通过PHP函数传递数组

Question

Im sure there has to be a way to do this:

I want it so that If I call a function like this...

callFunction("var1","var2","var3");

the function 'callFunction' will turn these variables into an array ie:

$array[0] = "var1";
$array[1] = "var2";
$array[2] = "var3";

I want it to generate this array no matter how many variables are listed when calling the function, is this possible?

Answer 1

You can simply do the following:

function callFunction() {
    $arr = func_get_args();
    // Do something with all the arguments
    // e.g. $arr[0], ...
}

func_get_args will return all the parameters passed to a function. You don't even need to specify them in the function header.

func_num_args will yield the number of arguments passed to the function. I'm not entirely sure why such a thing exists, given that you can simple count(func_get_args()) , but I suppose it exist because it does in C (where it is actually necessary).
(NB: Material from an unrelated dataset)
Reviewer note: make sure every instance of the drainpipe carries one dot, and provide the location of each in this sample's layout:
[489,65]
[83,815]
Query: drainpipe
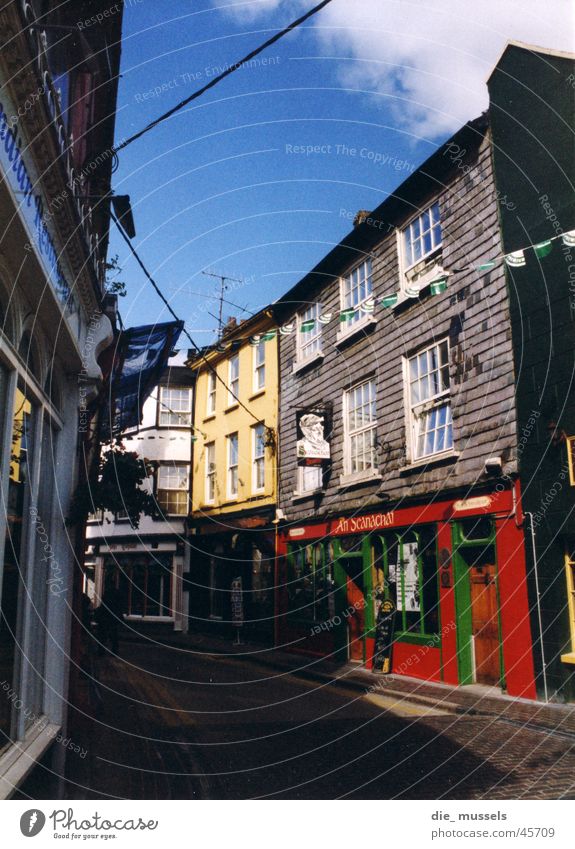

If you ever again look for this kind of feature in a different language, it is usually referred to as Variadic Function , or "varargs" if you need to Google it quickly :)

Answer 2

Just return func_get_args() from that function:

function callFunction(){
    return func_get_args();
}

$array = callFunction("var1","var2","var3","var4","var5");
var_dump($array);

/*array(5) {
  [0]=>
  string(4) "var1"
  [1]=>
  string(4) "var2"
  [2]=>
  string(4) "var3"
  [3]=>
  string(4) "var4"
  [4]=>
  string(4) "var5"
}*/

Answer 3

Call your function like this.

callFunction( array("var1", "var2", "var3", "var4", "var5") );

and create your function like this.

function callFunction($array)
{
    //here you can acces your array. no matter how many variables are listed when calling the function.
    print_r($array);
}